David M. Crane will be joining other distinguished members of the North Carolina Commission of Inquiry on Torture project for a conference call press event on March 15, 2017, at 10 a.m. (for details contact John Bagwell).
Other speakers will include Lawrence Wilkerson, Retired U.S. Army Colonel and former Chief of Staff to United States Secretary of State Colin Powell; Rev. Ben Boswell, Senior Minister at Myers Park Baptist Church in Charlotte, NC; Jennifer Daskal, former counsel at the US Department of Justice and law professor at American University in Washington, DC; Christina Cowger, Chair of the Board of the North Carolina Commission of Inquiry on Torture; and Richard Mahoney, Arizona’s former Secretary of State, and current director of North Carolina State University’s School of Public and International Affairs (moderator).
As the media advisory states: “In the years after the Sept. 11, 2001, terrorist attacks, the CIA secretly used North Carolina as a staging ground to launch flights which picked up suspected terrorists abroad and transported them to CIA ‘black site’ prisons in Eastern Europe and Asia. There, US personnel could operate beyond the reach of US law and use ‘enhanced interrogation techniques,’ or torture, to gather information and intelligence.
“Declassified documents and news reports have confirmed the CIA front company Aero Contractors used North Carolina’s aviation infrastructure and public airports to launch these ‘torture taxi’ flights as part of the United States’ Rendition, Detention and Interrogation (RDI) program.
“This is the first non-governmental inquiry of its kind established to promote transparency and accountability for a state’s role in supporting the CIA’s unlawful RDI program.”
INSCT Affiliated Faculty Member David M. Crane, a resident of North Carolina, has agreed to serve as a Commissioner on the North Carolina Commission of Inquiry on Torture (NCCIT).
NCCIT is a non-profit, non-governmental organization created to address the issue of North Carolina’s role in torture and rendition and to craft a model of accountability “that can inspire efforts elsewhere.”
According to the NCCIT website, the state has been closely involved with extraordinary rendition efforts, such as the CIA’s Rendition, Detention and Interrogation (RDI) program, which potentially violate national and international laws. The NCCIT writes that whether in the “black site” jails of proxy nations or in facilities belonging to the US, “captives were held secretly, denied access to families or lawyers, and tortured during their interrogations.”
According to NCCIT, North Carolina’s specific role in the practice of extraordinary rendition revolves around the presence of special forces in the state; its proximity to Langley, VA, the headquarters of the CIA; and the existence rural airports alleged to be staging posts for rendition initiatives. Several aviation companies in the state also are alleged to have helped the CIA with its RDI program and, in the wake of Sept. 11, 2001, to have run the “Guantanamo Express” air route:
“So far, human rights investigators have documented that over 135 persons were subjected to extraordinary rendition. In at least 34 documented cases, North Carolina-based jets, pilots, and crews ferried detainees to torture sites for the CIA, and at least 18 of those cases appear in the executive summary of the Senate Torture Report.”
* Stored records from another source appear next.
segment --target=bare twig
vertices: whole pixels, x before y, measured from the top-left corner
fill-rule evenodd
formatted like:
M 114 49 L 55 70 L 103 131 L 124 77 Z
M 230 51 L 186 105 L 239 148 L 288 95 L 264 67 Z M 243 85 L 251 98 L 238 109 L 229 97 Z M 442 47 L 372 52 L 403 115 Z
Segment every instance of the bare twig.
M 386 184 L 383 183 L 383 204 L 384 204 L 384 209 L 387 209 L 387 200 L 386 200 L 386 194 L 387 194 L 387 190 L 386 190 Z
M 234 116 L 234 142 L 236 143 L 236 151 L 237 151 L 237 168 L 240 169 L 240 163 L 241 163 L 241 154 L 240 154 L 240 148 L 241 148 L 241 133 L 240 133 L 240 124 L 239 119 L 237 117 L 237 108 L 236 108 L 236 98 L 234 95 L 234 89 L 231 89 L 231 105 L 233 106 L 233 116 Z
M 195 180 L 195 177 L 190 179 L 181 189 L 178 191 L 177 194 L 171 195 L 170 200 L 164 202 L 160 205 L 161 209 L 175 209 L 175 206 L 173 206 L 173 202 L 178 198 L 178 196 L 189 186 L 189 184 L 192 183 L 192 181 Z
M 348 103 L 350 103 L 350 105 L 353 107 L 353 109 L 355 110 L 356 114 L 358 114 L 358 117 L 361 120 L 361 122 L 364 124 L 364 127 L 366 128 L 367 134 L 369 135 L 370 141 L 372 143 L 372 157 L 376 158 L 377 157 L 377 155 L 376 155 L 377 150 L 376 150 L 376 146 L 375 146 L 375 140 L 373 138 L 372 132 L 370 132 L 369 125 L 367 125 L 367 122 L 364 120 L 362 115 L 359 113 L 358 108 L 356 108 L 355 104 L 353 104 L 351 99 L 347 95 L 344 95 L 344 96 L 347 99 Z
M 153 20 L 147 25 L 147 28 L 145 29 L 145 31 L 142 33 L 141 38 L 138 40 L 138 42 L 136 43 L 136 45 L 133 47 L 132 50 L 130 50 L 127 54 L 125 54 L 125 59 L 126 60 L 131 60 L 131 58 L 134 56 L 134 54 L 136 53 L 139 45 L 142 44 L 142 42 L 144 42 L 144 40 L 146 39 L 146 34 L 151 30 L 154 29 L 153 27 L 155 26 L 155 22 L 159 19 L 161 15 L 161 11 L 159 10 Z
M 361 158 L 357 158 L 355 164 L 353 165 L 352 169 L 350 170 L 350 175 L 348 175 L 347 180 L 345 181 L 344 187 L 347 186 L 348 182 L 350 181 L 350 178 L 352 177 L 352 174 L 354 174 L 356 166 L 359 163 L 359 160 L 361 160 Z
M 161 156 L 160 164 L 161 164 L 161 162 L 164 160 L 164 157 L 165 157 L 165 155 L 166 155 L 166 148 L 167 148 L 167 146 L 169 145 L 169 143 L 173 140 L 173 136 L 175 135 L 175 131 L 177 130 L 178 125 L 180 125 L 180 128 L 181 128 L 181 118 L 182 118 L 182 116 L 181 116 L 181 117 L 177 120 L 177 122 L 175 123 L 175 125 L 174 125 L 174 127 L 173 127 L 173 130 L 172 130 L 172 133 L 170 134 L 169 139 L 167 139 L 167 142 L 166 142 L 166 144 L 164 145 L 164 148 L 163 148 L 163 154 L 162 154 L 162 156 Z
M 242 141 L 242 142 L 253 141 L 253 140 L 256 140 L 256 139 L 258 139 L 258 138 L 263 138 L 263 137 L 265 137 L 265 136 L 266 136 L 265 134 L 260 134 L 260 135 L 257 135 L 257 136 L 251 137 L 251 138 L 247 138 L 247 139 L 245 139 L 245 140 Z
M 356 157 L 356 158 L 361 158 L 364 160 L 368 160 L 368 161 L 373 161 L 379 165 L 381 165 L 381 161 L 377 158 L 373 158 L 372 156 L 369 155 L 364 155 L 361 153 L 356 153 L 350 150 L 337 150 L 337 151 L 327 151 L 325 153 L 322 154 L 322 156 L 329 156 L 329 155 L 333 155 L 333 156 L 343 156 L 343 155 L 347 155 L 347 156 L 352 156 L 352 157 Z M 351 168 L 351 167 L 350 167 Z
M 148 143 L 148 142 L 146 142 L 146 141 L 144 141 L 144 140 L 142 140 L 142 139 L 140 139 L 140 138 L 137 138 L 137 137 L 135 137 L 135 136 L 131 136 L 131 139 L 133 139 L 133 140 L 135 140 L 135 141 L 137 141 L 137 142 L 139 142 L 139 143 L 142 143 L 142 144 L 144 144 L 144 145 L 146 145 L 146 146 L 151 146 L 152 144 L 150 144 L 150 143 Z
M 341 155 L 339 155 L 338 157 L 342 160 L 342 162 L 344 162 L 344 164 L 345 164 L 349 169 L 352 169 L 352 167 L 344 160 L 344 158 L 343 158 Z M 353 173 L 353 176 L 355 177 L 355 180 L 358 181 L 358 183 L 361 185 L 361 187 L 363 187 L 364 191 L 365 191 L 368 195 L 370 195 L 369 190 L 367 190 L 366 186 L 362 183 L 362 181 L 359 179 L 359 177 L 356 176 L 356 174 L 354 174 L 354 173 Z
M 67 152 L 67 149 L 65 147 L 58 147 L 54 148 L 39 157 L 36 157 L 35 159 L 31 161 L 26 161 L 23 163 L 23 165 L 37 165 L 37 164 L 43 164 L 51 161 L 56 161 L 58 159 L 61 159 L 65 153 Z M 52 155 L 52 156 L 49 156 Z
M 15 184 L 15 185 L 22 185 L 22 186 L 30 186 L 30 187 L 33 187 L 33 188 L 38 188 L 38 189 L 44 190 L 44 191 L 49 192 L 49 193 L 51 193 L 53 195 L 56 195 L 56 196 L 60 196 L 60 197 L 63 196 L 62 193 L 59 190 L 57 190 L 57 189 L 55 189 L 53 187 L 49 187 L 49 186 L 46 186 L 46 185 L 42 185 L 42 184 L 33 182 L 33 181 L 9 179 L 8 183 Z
The NCCIT’s mission is to probe North Carolina’s role in CIA extraordinary rendition, enhance transparency, and help build momentum for genuine accountability for US torture, including acknowledgment and redress for the victims and survivors.
Over the next 18 months, NCCIT staff, board members, and volunteers will prepare briefing documents for commissioners, organize expert testimony, coordinate logistics for a hearing, and assist commissioners with publishing a report containing findings and recommendations.